I’d say it’s not a useful overview not only of the continuities and differences of counterterrorism between Obama and Bush, but a handy barometric guide to how the media will react in the event of catastrophe. For instance:

If terrorism has not been the driving force of the Obama presidency, neither has it been the catalytic issue to the American people that it was more than eight years ago, when the twin towers collapsed in a heap of steel, concrete and bodies. Yet that mood can change in a hurry, as the Christmas Day plot showed. Obama understands that, if only by the law of averages, there is a decent chance of a major attack on the United States during his presidency. And if that attack happens, any change in policy, no matter how incidental to the facts of the case, will be fodder for critics to blame him for the attack. When the aviation screening and intelligence systems that Bush built failed to stop Umar Farouk Abdulmutallab, a 23-year-old Nigerian with ties to Al Qaeda’s branch in Yemen, from getting on a plane bound for Detroit with explosives in his underwear last month, a number of Obama’s political opponents blamed the sitting president. If Bush’s system was broken, they asked, why didn’t Obama fix it?

You’ll notice the tension between the two bolded sentences. Yes, there will be “fodder for critics” if there’s an attack and Obama has shifted course. And there will be those who ask why Obama didn’t change the broken system he inherited if there’s an attack as well. This is politics and that’s the way it goes.

But we in the press are not conduits for any old criticisms. It’s our job — as in what we get paid to do — to investigate the salient facts and context that undergird the validity of those criticisms. Jim Carafano and Marc Theissen are conservatives. Jim thinks Obama is just like Bush; Theissen thinks Obama is a dangerous divergence from Bush. The response of the press isn’t to say LOL silly conservatives. It’s, at minimum, to present a reader with a basis for adjudicating the dispute. Baker, in the piece, actually does a pretty good job of allowing a reader to adjudicate those disputes, despite the occasional lapse into this sort of equivalence. But those lapses indicate how likely it is that any line of criticism is going to gain currency with the press in the event of an attack, no matter how flimsy.

And now to take my own advice. Yo, Jim: what’s with this quote?

James Jay Carafano, a homeland-security expert at the Heritage Foundation, was blunter. “I don’t think it’s even fair to call it Bush Lite,” he said. “It’s Bush. It’s really, really hard to find a difference that’s meaningful and not atmospheric.

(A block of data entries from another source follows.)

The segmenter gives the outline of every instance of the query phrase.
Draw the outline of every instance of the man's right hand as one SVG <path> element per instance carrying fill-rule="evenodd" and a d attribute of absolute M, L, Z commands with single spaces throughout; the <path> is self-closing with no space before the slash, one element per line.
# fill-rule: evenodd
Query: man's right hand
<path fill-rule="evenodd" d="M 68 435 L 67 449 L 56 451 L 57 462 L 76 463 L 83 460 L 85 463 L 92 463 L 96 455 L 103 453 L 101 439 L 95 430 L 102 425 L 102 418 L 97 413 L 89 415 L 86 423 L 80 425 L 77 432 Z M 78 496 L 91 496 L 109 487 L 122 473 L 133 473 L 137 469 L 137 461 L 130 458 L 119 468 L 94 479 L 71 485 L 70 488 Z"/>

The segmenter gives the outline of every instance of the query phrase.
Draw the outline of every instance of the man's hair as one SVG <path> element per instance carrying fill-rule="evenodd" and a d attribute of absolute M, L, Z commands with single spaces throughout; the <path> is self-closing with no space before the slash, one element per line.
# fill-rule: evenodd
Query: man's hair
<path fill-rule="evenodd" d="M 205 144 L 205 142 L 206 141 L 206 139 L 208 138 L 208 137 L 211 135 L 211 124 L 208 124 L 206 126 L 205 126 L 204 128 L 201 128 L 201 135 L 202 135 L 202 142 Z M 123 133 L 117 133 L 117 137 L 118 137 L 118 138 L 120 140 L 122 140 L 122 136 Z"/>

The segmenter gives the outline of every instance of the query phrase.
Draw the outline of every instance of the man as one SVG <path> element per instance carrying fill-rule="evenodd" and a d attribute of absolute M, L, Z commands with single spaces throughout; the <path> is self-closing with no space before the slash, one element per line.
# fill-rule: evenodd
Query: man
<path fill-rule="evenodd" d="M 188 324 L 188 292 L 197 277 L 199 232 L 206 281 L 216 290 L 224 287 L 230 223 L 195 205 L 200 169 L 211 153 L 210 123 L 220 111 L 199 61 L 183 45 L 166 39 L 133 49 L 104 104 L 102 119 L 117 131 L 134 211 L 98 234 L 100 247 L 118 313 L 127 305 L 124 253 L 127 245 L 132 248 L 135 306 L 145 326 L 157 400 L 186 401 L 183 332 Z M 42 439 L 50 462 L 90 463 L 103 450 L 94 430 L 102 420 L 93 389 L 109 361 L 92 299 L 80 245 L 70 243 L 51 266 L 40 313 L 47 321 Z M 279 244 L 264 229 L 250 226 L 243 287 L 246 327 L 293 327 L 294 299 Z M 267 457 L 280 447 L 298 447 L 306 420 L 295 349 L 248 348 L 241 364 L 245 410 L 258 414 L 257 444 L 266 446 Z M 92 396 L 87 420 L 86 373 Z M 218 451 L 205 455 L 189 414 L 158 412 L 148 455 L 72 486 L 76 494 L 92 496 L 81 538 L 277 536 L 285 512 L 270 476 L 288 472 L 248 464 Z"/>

You see a lot of straining on things trying to make things look repackaged, but they’re really not that different.”

I’m the premier progressive Jim Carafano fan, but the word “meaningful” does a whole lot of work in this analysis. I don’t recall Bush issuing an executive order repealing his interrogation techniques. I don’t recall him stripping interrogation responsibilities from the CIA and placing the FBI in the lead. I don’t recall him tripling troop levels in Afghanistan and ordering a regional and whole-of-government counterinsurgency approach. And that’s just me not trying to look really, really hard. I suppose you could object that none of those measures are “meaningful” and so Jim’s framework holds, but that would be kind of pedantic.